Outside my Italian cottage we have two large bushes carrying a summer wig of white flowers. Or to be quite honest, I have only experienced the profusion of flowers once, as every spring my neighbour the Contadina demonstratively rips off each and every one of the delicate flowers with their long purplish-pink stamens and throws them on the ground.

- If the bush flowers, it will not produce berries, and capers are great taste givers. Who needs flowers anyway, she says with determination. My objections that these flowers look quite pretty, are answered with a ‘bo’ which is Apulian for ‘beh’ in the meaning ‘I don’t know and I couldn’t care less’.

Since then she has consequently deflowered by bushes very early every morning, unless I make sure to get to the flowers first. She also likes to pick the berries, which is one of the tasks one cannot leave to a straniera, though she has started to trust me, after she developed a strange kind of capers allergy on her hands, and had to dress each finger in tissue paper and cellotape. Now I am allowed to harvest my own capers under her strict supervision.

- Remember only to pick the large buds. The small ones absorb too much salt. Mangia sale, she says, and normally I listen and do as I’m told. After all, she has almost 80 years experience in preserving capers, and she has kindly shown me how the flower buds should be nipped and cleaned, before they are placed in sterilized jars and covered in layers of salt and water.

When the bright green buds change colour the capers are ready to eat, and with two old bushes you – and your extended family - will never run out of this kind of food seasoning and garnish. Each summer produces 10-15 jam jars full of capers, which is more than most Scandinavian families consume in a life-time.

In addition I am still allowed to enjoy the sight and smell of the vaguely fragrant flowers every time I pass by old Italian castles or town walls. Caper bushes grow in the most incredible places, but seem to have a preference for ancient stones and archeological sites. You see it climbing the walls of the Colosseum and Forum Romanum, it can be found among the ruins of Pompeii and in column crevices in Pestum and Agrigento.

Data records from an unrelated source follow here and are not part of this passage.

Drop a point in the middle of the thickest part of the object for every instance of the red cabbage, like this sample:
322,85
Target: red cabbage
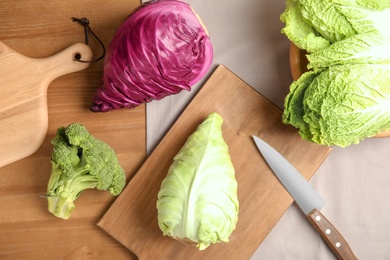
159,50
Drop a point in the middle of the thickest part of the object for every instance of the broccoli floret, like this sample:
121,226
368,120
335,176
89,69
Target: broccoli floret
80,162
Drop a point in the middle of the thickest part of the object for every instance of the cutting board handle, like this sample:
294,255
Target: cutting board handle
66,61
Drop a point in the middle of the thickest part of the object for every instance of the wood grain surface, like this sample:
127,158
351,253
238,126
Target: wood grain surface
132,219
40,29
23,103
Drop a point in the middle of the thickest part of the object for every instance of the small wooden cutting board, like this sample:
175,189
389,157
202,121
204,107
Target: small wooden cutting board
23,101
132,219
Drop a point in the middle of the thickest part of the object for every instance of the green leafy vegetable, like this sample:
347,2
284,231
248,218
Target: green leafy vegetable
371,48
80,162
343,104
345,97
198,200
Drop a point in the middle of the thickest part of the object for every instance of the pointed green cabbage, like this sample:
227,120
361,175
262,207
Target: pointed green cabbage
198,199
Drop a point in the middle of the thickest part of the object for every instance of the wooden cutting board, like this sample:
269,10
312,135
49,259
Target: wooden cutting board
23,104
132,219
39,29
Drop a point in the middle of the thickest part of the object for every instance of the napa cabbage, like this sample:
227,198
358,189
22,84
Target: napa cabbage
315,24
341,105
197,202
345,95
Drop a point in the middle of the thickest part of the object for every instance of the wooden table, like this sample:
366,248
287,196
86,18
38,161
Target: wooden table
27,230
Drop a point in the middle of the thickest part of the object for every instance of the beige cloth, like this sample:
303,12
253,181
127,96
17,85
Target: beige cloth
354,181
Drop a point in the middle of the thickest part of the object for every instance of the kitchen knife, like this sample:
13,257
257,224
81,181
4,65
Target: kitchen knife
307,199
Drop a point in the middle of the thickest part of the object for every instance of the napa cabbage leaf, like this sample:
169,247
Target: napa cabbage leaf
372,48
198,202
342,105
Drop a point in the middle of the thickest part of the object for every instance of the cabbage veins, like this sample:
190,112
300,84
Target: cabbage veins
198,202
159,50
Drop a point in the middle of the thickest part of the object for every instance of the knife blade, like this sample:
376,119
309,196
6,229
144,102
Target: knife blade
306,198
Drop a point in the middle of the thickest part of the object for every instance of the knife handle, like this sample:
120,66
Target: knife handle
332,237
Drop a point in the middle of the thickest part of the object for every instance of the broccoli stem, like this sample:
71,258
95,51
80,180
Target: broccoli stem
61,198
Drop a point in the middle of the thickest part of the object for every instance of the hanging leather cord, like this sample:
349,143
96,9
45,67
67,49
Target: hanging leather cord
87,30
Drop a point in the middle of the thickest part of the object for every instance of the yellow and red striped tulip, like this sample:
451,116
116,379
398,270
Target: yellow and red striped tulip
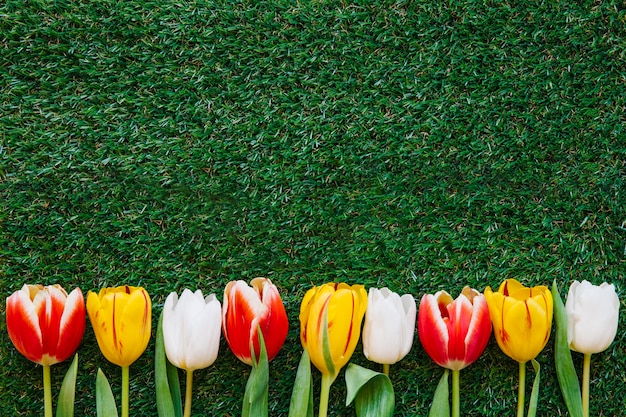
521,317
454,333
245,309
336,310
121,318
45,324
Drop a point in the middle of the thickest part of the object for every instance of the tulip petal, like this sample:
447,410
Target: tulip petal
241,311
593,313
203,332
72,325
384,331
121,320
133,328
432,329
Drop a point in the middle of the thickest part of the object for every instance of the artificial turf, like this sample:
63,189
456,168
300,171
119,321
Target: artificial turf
409,144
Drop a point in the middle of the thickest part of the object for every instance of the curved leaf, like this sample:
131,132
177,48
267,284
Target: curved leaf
167,385
371,392
257,387
565,371
65,407
534,394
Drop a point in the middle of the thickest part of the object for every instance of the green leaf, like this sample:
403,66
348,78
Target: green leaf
105,403
441,399
534,394
167,385
257,387
65,407
371,392
328,357
301,404
565,371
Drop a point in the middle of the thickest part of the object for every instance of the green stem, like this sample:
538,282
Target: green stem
521,390
456,396
47,391
585,394
327,381
125,384
188,388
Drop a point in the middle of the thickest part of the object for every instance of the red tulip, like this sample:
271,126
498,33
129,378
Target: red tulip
454,333
46,324
247,308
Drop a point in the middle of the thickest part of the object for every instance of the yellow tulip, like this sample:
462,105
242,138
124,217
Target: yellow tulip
337,309
521,318
330,326
121,319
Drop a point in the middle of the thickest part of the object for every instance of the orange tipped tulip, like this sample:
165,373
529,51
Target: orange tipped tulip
121,318
454,333
249,307
337,309
521,317
46,324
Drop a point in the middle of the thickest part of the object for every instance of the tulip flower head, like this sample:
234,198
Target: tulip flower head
454,333
121,318
45,324
389,326
192,327
336,310
521,318
592,316
247,308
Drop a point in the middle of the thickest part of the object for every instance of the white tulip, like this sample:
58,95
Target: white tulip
592,316
192,329
389,326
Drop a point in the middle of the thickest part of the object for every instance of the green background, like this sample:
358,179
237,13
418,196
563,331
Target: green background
409,144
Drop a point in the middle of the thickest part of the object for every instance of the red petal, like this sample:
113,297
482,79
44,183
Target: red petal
274,323
72,325
240,311
23,326
432,330
479,330
460,312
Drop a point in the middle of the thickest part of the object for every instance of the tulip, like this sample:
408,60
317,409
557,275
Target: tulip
191,333
592,317
454,333
249,308
121,319
330,326
389,326
46,325
522,319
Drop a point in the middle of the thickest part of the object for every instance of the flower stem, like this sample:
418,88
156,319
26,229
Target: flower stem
47,391
327,381
585,394
521,390
456,397
188,388
125,384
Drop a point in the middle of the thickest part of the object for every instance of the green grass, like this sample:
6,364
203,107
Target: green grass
413,145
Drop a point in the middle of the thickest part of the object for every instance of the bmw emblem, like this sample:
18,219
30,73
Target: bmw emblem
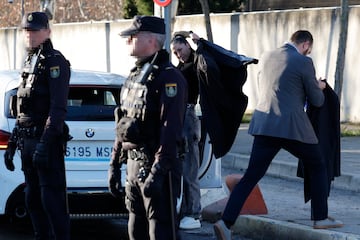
90,132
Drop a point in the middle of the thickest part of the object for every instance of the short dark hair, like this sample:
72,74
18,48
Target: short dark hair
179,39
301,36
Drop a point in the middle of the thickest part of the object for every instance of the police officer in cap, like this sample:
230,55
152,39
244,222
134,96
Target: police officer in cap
39,130
149,133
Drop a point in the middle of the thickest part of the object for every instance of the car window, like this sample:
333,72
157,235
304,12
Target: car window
92,103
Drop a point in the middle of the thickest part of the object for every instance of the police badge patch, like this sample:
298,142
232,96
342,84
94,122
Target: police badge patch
55,72
171,89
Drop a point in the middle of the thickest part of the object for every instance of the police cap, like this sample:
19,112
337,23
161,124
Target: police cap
145,23
35,21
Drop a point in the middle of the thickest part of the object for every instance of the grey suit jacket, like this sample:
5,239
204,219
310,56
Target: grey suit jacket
285,82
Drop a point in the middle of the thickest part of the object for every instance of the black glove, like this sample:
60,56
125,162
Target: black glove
115,187
41,156
154,183
9,155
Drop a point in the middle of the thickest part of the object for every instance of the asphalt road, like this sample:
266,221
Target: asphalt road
273,189
97,229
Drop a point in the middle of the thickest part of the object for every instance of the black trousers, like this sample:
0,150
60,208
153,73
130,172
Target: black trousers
263,152
45,192
151,218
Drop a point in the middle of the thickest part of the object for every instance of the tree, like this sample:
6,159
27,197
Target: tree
340,61
206,11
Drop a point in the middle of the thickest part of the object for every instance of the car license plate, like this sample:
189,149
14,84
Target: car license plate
88,151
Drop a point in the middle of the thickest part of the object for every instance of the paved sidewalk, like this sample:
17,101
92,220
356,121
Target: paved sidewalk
288,216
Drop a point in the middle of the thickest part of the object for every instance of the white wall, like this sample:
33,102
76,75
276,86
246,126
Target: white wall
97,45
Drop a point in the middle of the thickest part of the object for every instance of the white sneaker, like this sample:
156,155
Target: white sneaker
189,223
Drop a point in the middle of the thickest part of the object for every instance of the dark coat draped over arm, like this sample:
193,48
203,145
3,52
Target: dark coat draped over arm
222,74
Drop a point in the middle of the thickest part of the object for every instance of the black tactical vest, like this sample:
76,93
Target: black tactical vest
31,86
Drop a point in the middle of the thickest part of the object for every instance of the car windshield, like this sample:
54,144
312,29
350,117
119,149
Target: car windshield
92,103
85,103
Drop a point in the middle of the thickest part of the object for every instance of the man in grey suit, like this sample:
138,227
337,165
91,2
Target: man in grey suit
286,81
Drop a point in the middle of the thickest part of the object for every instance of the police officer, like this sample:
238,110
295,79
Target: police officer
39,130
149,132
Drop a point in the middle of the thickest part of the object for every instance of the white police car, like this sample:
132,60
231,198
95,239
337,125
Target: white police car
92,99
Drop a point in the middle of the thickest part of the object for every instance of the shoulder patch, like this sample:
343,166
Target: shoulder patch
55,72
171,89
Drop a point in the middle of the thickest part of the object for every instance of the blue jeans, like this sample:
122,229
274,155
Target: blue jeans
191,206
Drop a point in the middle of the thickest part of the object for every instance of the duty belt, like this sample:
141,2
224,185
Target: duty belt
30,132
136,155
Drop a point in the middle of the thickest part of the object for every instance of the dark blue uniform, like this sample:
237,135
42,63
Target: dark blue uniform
150,130
41,109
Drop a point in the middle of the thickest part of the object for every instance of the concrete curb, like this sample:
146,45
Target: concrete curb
257,227
288,169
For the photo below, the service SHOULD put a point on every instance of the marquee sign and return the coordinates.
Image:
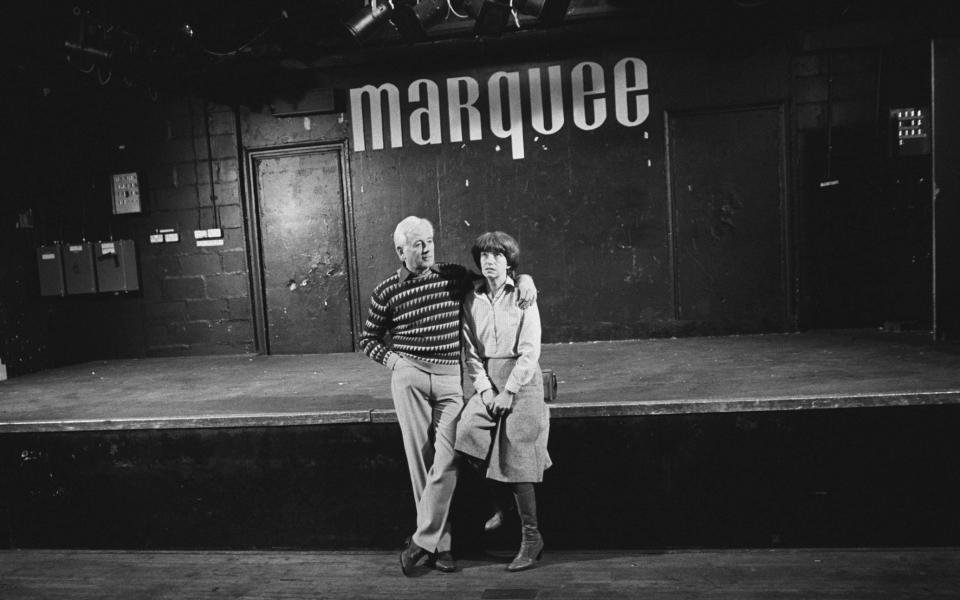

The only place you will not find capers are in South Italian supermarket and grocery stores. Massive free supplies are available to all locals, and lazy housewives stock up at the olive pusher in the weekly market. He does not, however, sell the big caperberries that I have only ever come across in northern European specialty shops. Therefore I have tried to convince the Contadina that we might leave some flowers on the bush and watch them become berries, but this idea will definitely not take root and grow in her (or her neighbour’s) garden.